先ほどから審査員のお三方、何かお尋ねしたくて仕方がないご様子です。ではおのおの1問だけお許ししますので(笑)。

須田 私は人事管理の学者なので、どうしても人事からの視点に入ってしまいます。パフォーマンスには長期的なものと短期のものがあると思うんですが、短期的に直近のパフォーマンスだけを考えれば、ラインの管理者からすると、いま使える人を使ったほうがいいわけです。日本の場合はローテーションが入っていますから、それこそ人材の食い逃げをして、やってやれないことはない。しかし、企業というのは基本的にゴーイングコンサーンで、ずっと継続していくものですから、やはりそういう人にはペナルティをつけるべきではないか。先ほど評価の視点を導入されているところもあるというお話でしたが、こうした評価という問題についてどう取り組んでいらっしゃるかを伺いたいと思います。

川原(パナソニック電工) 当社では今年、マネジメント層の評価項目の1つとして「ダイバーシティ」という項目ができました。以前より、組織マネジメントというか、それにつながるような評価項目はあったのですが、あえて「ダイバーシティ」という項目で表示して、管理職の方により意識していただくような項目に落とし込みました。

宮原(資生堂) 企業というのは永続的に安定していかなくてはいけませんし、私どももいま137年という年月を重ねているのですが、やはり短期的だけでは評価されませんし、社員も疲れてしまいます。貧すれば鈍すで、悪い循環が続いていくとなかなか働けないなという状態に陥ってしまいますので、取り組みを行っているわけです。

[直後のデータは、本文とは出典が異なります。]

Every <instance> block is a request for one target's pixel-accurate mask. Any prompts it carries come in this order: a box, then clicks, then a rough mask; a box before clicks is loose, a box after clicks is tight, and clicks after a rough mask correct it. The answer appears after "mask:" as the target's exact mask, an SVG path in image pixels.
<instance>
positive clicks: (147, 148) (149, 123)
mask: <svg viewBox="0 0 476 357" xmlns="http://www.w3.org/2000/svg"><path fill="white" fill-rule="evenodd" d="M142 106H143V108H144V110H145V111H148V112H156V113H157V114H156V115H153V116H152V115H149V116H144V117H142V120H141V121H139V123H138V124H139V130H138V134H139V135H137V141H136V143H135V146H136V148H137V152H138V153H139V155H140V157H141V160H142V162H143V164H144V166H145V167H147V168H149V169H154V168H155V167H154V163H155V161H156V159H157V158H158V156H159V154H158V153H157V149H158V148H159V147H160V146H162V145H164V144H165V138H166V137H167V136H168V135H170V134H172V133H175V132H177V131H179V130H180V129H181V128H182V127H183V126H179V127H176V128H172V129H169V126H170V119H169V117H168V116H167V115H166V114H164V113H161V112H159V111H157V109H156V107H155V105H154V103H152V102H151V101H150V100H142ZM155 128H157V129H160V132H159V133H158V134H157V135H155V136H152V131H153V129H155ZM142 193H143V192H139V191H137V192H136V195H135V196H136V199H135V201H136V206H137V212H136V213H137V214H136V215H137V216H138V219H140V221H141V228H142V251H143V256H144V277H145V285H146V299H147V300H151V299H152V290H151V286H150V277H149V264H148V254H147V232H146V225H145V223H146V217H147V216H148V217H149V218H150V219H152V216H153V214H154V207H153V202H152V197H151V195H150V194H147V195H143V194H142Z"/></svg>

黒瀬(帝人) 明確にはなっていないのですけれども、広い意味での「人材育成」ということで管理職の評価項目に入っていると考えます。

梅田(日本アイ・ビー・エム) 部門長レベルにはある程度そういう指標が立っていますが、一般の管理職の評価項目には入れていません。その代わり、毎年、全社員が参加するサーベイの中で自分の上司ですとか上長ですとかを社員が評価する項目に、「オープンな風土であるか」「上司がリスクを取るタイプかどうか」といったことが含まれており、はっきり「ダイバーシティ」とはうたっていないものの、そういう評価項目の中でやるという仕組みは入れています。

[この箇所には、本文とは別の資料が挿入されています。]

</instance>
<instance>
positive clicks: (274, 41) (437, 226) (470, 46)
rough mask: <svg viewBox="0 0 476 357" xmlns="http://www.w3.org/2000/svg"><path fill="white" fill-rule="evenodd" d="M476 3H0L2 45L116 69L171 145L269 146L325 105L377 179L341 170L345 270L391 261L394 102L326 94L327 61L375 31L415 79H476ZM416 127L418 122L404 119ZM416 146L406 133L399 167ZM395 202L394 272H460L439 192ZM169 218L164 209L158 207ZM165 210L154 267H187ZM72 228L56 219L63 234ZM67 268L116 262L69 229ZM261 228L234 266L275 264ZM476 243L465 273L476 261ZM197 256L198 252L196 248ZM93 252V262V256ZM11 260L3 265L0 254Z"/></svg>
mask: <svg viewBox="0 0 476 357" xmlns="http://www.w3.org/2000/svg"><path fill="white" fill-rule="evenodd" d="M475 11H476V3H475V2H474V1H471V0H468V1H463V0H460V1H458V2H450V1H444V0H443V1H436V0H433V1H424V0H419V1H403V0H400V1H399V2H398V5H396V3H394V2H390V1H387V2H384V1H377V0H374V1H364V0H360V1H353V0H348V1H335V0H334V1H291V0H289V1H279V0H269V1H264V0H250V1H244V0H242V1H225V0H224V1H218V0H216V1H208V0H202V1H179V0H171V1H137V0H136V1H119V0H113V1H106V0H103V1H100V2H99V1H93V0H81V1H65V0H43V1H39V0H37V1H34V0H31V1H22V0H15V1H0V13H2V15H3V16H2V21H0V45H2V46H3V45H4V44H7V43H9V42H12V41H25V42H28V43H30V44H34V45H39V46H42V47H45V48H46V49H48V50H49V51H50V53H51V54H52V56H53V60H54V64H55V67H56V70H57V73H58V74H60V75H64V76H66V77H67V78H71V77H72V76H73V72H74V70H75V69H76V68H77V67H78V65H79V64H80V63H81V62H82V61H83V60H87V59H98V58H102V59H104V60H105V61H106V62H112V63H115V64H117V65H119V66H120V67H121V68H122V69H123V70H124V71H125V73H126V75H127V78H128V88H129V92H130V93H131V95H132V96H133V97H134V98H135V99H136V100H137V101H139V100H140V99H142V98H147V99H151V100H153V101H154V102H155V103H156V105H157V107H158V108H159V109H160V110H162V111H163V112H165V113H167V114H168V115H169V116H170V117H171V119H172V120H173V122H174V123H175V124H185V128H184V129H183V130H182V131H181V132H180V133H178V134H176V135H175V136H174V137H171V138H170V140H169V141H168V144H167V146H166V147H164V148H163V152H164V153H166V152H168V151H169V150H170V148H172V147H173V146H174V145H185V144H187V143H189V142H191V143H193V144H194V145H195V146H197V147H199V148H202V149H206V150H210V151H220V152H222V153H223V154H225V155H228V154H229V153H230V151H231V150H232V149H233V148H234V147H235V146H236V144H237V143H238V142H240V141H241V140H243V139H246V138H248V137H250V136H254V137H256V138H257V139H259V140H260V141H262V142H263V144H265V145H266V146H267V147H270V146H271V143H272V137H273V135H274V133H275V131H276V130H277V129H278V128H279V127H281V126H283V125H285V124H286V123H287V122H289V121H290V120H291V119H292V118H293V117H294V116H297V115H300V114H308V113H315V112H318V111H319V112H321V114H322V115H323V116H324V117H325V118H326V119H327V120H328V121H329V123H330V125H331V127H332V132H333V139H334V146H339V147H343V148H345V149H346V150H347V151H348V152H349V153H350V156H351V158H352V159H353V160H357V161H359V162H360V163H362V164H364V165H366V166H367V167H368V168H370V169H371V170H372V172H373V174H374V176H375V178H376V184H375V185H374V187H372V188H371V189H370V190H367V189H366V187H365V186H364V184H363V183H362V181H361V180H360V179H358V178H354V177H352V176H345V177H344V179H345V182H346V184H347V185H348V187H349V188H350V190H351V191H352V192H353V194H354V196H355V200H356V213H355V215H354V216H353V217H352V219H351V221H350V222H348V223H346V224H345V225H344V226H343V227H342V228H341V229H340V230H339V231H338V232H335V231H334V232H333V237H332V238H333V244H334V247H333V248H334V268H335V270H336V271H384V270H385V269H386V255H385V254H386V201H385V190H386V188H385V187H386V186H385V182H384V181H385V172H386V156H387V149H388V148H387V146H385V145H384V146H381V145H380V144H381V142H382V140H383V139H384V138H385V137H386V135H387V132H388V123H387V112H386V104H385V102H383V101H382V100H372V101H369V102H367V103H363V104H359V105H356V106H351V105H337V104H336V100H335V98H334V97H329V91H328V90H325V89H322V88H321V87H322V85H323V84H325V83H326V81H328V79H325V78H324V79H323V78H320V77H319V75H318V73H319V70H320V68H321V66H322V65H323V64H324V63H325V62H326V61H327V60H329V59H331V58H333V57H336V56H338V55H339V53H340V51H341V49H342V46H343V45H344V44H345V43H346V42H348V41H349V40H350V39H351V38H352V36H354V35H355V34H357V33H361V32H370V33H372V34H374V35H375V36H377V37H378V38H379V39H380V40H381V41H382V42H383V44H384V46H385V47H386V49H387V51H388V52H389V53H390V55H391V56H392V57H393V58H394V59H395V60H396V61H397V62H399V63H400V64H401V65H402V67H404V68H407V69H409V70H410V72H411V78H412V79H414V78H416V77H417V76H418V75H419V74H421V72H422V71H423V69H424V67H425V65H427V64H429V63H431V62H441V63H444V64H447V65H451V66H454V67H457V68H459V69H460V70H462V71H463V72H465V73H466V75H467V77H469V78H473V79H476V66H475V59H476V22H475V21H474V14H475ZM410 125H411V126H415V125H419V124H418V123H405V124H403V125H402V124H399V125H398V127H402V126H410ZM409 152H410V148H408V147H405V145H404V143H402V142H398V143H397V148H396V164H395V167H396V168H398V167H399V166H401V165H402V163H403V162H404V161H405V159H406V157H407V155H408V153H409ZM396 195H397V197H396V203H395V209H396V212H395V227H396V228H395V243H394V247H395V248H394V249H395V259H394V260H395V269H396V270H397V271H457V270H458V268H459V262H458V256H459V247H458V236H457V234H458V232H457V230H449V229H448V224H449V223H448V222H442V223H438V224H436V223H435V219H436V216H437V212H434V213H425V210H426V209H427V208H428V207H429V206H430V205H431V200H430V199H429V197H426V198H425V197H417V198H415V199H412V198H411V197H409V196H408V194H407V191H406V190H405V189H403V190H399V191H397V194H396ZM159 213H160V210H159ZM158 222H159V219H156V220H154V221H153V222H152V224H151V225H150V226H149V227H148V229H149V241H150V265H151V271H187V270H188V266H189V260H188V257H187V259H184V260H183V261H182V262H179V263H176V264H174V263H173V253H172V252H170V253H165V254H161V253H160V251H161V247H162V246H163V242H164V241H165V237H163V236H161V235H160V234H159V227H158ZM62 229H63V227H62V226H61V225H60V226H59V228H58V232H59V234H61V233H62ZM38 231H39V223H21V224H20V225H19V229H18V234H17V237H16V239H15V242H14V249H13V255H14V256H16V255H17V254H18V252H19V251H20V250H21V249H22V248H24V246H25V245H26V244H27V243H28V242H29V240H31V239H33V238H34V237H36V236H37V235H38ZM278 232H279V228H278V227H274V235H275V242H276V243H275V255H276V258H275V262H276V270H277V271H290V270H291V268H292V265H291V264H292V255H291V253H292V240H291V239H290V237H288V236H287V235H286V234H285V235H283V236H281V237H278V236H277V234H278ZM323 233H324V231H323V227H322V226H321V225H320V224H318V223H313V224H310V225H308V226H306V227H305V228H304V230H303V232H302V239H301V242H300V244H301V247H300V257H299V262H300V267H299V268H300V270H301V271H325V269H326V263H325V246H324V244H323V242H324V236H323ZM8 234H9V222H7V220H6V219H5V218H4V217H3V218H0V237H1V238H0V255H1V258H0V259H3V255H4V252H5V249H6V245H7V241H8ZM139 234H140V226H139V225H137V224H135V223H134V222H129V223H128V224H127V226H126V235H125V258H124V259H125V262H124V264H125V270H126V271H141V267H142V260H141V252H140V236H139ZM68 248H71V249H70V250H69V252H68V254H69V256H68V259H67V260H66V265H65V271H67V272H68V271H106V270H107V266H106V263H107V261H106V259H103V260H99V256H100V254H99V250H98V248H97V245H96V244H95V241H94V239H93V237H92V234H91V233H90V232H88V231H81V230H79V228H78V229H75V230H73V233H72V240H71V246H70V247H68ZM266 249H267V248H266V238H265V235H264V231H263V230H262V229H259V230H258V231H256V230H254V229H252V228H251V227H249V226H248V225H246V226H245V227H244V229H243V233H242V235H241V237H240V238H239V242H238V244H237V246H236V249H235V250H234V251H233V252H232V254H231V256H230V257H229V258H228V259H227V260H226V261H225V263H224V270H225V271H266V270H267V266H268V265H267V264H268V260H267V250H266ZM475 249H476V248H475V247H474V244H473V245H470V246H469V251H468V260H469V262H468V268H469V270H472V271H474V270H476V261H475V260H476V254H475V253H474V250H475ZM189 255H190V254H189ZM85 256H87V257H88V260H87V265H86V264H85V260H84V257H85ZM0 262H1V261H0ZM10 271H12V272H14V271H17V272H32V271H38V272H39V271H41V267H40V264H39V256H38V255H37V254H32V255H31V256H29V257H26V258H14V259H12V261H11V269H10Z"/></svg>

海野 国際化もダイバーシティの1つとパナソニック電工さんは明確に言われましたが、具体的にどう取り組んでおられるのか。また、ダイバーシティの柱として、女性だけではなく国際化も立てている会社さんがパナソニック電工さんのほかにもありましたら、国際化の視点をお聞きしたい。

川原(パナソニック電工) 「女性、外国人、障害者の社員を全社的に支援するために」ということで、取り組みを行っています。もっとも、グローバルとは言うものの、日本国内にいる外国籍社員はまだ50名程度ですから、やはりまだまだ日本の基準をベースに毎日仕事をしていただかなければならない。そこで、まずはその方々が苦労せずに働けるよう、ビジネス日本語の研修を行ったり、すべて日本語で少しわかりにくいものになっている社内の規則などを英訳化したりして、入ってきていただくことの壁を徐々に低くすることを進めています。今後は受け入れ側の研修など、理解を深めるようなこともどんどん実施していきます。

宮原(資生堂) パナソニック電工さんと比べると低いのですが、当社も対外売り上げは36%。もともと現地法人では女性の管理職比率が半分ぐらいに高まっており、本社からあれこれ特に言ってはおりません。

ただ、人事としても向こうの現地の人たちがどういう活動をしているのかというところには今までなかなか手が届かなかったものですから、2011年ぐらいまでにそういったことも人事のほうで少し改良できる仕組みにしていこうとしているところです。

黒瀬(帝人) 弊社には帝人グループ全体で「コア人材制度」という、男女関係なく幹部層を育てていこうという研修制度があります。これには2種類あるのですが、2つ目のランクの「課長層から部長を育てる」という研修の中に、日本語クラスと、英語で授業をやるグローバルクラスを去年立ち上げました。

また、今年「グローバル人事室」という部単位のプロジェクト組織を人事の中に作り、ドイツの子会社から人事担当責任者、部長クラスの女性を連れてきて室長になってもらい、「帝人のグローバル人事戦略はいかにあるべきか」という1年間のプロジェクトに取り組んでもらっているところです。そこで、グローバル研修、異文化理解研修などいろいろ検討しているようですので、もうしばらくすれば成果が出てくると思います。

梅田(日本アイ・ビー・エム) 日本アイ・ビー・エムはやっぱり日本アイ・ビー・エムなので(笑)、実は日本で採用した外国人の方の活用というのが遅れています。

米国などほかの国から短期間来るのはだいたい上層部でして、もうちょっと下から育てていくというのをやらなければいけないなと思って、ヒアリングをしてみると、「すぐ辞めちゃうから」とか「空気読めないから」とか10年前に女性が言われたのと同じことを外国籍の社員の人たちがいま言われている。その「空気を読めない」というのが日本の中でダイバーシティを推進する重大なネックになっています。日本人というのはどうも、言葉にしてちゃんと説明したり物事の仕組みを作っていったりするという文化ではないので、そのことが海外に比べて日本でダイバーシティが遅れている理由とみて、そこをなんとかしようといま取り組んでいるところです。